As a rule on a Sunday morning I get up and run the long way round into the village to buy the Sunday paper. We only ever buy newspapers on Saturday and Sunday. It takes just about all day to read them so during the rest of the week we scan headlines online and pick out bits to read. However on Saturday and Sunday we give ourselves a treat. Hence my habit of running into the village.
In view of the arctic conditions outside and because I didn’t fancy breaking any bones, today I decided, like yesterday, to forego my run. Instead of running shoes, I put on my hiking boots and set off to walk my running route. And then I came to the point where the snowdrifts started.
I persevered only a short distance further and stopped at the point where the snow went wall to wall.
Backtracking, I opted for another route into the village. Same story.
So I headed back down the road, intending to go past my house and into the village along the main roads. On my way I came across an elderly neighbour digging his car out. We reminisced about winters of the past. He commented on the advantage of this weather being the fact that you get to meet people you don’t normally see when you go everywhere by car. Yesterday, he informed me, he was talking to the lady from the end house. That would be me; I remember the conversation. So I set him right on that score, whereupon he expressed his surprise at how different ladies can look from one day to the next. Now, I was wearing the same bright red coat and the same brown woolly bobble hat as yesterday. I didn’t set him right on that score. He is 87 after all and is entitled to forget a few things. After all, he is still getting out and about, clearing the snow off his path and is generally pretty sharp. We can forgive him for forgetting he spoke to me yesterday and even for telling me the same stories twice over!
Eventually I had to move to prevent my feet freezing to the spot and went on my way into the village. The pavement from our house to the crossroads and from the crossroads to the village centre alternated patches of deep slush and stretches of sheet ice. So when I came back I did my neighbourly duty and cleared a good bit of our patch of pavement and sprinkled it with a cocktail of ash and salt.

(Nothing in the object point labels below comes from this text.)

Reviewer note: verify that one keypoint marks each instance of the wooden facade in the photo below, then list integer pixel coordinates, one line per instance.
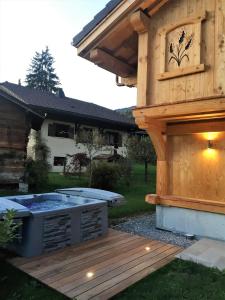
(173, 51)
(16, 120)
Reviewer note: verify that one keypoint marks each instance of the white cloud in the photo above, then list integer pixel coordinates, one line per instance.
(27, 26)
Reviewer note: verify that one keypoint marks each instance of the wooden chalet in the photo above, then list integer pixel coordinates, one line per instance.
(16, 120)
(173, 51)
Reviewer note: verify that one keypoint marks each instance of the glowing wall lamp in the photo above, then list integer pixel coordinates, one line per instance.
(210, 144)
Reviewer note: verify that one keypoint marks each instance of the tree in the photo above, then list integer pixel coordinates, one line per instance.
(140, 149)
(41, 74)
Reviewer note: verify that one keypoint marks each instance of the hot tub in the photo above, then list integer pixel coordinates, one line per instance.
(56, 220)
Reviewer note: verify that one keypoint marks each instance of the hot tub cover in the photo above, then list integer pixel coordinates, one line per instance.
(113, 199)
(6, 204)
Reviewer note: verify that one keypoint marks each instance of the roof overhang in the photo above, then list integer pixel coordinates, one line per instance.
(36, 119)
(112, 43)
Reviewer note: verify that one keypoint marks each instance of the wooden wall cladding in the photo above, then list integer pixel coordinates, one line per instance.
(194, 170)
(208, 57)
(14, 130)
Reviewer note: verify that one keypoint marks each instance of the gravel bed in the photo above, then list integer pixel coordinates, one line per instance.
(144, 225)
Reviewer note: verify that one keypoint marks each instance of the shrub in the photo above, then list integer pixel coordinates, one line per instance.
(77, 162)
(105, 176)
(8, 228)
(37, 173)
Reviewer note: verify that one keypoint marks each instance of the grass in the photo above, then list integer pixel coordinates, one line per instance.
(16, 285)
(134, 193)
(177, 281)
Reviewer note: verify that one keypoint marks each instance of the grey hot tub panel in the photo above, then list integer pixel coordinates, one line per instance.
(53, 228)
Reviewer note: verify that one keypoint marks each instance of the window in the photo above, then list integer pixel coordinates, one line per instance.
(59, 161)
(113, 139)
(61, 130)
(85, 135)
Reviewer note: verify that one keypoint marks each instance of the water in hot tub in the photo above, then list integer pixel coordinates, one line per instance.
(48, 202)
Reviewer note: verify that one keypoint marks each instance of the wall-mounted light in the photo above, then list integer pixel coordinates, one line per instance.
(210, 144)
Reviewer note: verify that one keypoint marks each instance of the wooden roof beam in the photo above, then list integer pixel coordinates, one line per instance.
(111, 63)
(141, 24)
(192, 108)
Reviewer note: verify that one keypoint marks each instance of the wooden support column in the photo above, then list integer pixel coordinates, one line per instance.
(141, 24)
(157, 132)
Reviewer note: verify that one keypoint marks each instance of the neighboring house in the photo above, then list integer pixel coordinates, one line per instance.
(174, 52)
(66, 122)
(16, 120)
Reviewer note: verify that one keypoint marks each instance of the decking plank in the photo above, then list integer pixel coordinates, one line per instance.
(69, 262)
(115, 272)
(117, 260)
(121, 277)
(116, 289)
(104, 267)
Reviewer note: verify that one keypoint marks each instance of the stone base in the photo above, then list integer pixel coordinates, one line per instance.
(199, 223)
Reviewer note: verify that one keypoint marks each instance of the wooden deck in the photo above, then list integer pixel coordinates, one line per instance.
(101, 268)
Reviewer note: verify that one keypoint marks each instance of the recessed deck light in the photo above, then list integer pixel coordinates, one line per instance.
(89, 274)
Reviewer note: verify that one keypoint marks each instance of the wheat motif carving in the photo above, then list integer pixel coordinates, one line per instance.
(179, 51)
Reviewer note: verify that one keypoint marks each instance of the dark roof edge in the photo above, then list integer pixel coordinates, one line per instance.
(57, 111)
(14, 98)
(110, 6)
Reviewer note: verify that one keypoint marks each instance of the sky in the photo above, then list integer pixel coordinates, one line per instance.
(27, 26)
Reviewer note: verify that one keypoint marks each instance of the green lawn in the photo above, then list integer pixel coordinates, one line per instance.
(177, 281)
(134, 193)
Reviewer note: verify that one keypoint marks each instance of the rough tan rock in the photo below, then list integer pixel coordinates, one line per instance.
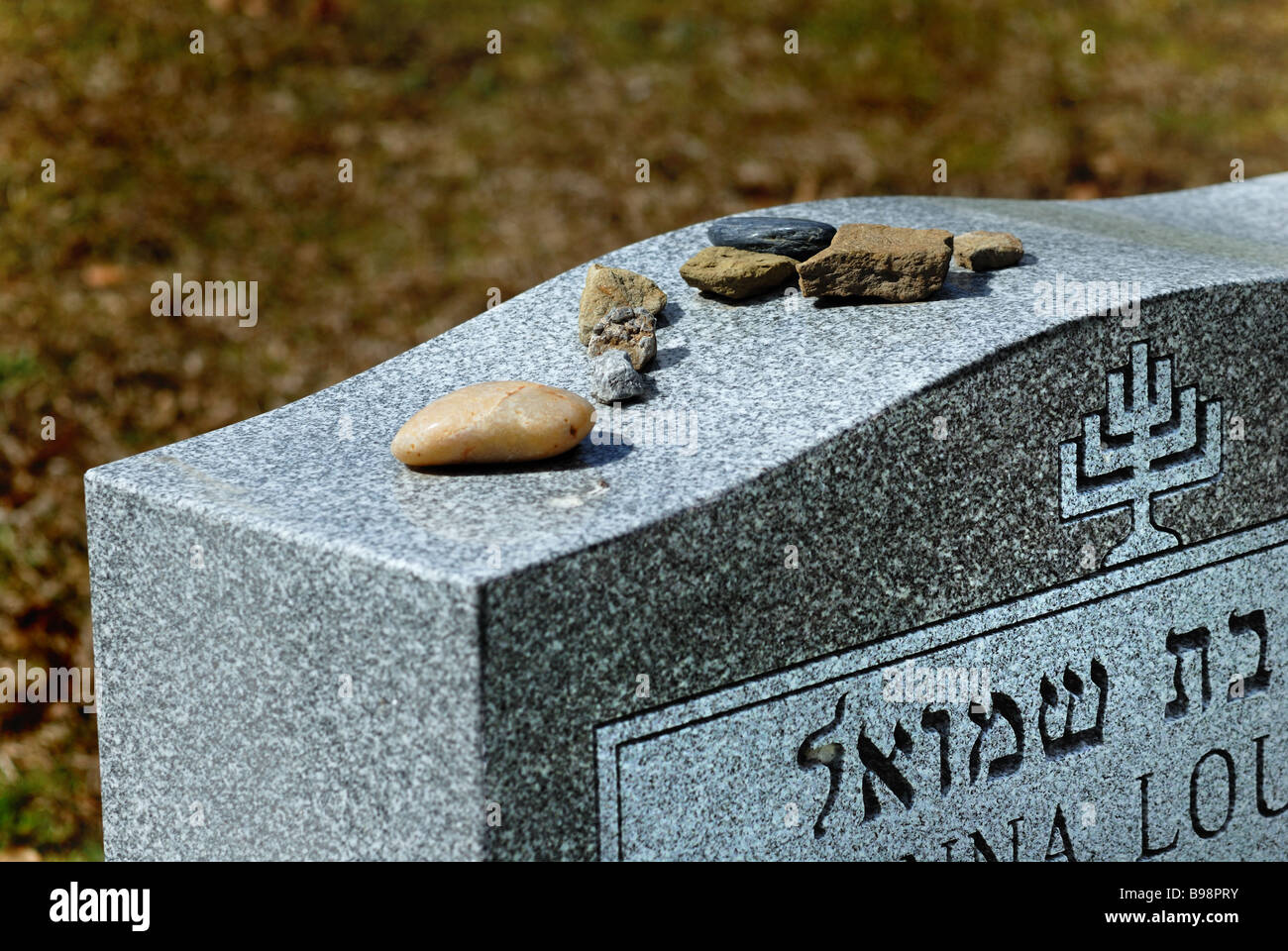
(876, 261)
(732, 272)
(502, 422)
(987, 251)
(626, 329)
(608, 289)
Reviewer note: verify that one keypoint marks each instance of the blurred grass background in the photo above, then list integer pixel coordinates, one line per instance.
(472, 171)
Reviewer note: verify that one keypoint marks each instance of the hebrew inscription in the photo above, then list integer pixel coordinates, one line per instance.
(1131, 715)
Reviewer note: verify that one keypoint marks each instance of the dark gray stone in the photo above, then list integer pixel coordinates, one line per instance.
(791, 238)
(640, 650)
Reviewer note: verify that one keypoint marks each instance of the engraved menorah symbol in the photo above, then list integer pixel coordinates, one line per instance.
(1150, 440)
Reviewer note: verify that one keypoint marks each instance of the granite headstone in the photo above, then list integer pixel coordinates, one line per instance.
(996, 575)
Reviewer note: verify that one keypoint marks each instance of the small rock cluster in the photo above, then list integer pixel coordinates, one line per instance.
(754, 256)
(617, 324)
(515, 420)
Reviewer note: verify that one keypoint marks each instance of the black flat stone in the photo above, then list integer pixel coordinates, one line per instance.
(793, 238)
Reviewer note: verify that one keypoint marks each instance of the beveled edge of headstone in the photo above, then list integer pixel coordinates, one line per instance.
(760, 381)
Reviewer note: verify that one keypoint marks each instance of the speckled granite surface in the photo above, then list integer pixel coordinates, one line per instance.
(903, 457)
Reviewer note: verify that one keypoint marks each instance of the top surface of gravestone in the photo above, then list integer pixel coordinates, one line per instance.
(751, 384)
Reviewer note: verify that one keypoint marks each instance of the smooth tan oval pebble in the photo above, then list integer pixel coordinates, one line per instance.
(502, 422)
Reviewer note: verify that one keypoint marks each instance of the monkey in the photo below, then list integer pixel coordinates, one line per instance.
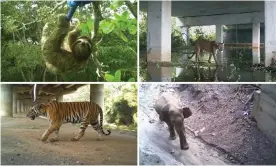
(61, 56)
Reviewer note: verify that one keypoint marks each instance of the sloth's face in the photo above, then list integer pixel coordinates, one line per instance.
(82, 48)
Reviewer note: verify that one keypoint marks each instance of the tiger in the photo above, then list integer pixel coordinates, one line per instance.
(69, 112)
(209, 46)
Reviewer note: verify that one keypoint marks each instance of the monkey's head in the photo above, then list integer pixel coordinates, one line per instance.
(82, 48)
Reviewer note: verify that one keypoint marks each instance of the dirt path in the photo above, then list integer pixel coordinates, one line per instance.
(156, 148)
(21, 145)
(225, 132)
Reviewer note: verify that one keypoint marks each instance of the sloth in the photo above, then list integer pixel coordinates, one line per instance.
(61, 56)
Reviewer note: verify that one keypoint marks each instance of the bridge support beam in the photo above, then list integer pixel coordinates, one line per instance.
(159, 31)
(256, 32)
(270, 31)
(14, 103)
(97, 94)
(6, 100)
(219, 39)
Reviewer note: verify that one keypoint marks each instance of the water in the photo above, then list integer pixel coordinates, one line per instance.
(236, 67)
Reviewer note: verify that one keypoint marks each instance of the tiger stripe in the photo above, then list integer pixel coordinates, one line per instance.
(84, 113)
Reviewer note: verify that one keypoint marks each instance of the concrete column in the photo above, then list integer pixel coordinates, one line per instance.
(21, 106)
(97, 94)
(6, 100)
(270, 31)
(185, 34)
(256, 32)
(219, 33)
(14, 103)
(18, 106)
(59, 97)
(219, 39)
(159, 31)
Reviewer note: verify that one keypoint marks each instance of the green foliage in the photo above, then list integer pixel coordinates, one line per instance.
(116, 77)
(121, 104)
(22, 23)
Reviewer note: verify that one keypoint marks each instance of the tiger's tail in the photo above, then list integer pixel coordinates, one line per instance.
(101, 122)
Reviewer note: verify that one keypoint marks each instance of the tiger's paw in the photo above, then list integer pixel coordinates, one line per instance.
(74, 139)
(54, 139)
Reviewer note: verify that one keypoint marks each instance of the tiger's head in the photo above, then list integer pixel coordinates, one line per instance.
(36, 111)
(219, 46)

This is serious weather; some people are having difficulty getting out of their houses. A friend of my daughter reports having to dig her way IN to her house on Friday evening. My poor little Christmas tree in its pot in the garden has been blown over and turned into a kind of snowy hedgehog.
What’s more, for the second time this winter I have had to cancel a dinner party this weekend because of snow.
I wonder if it will happen again if I try to organise one in May!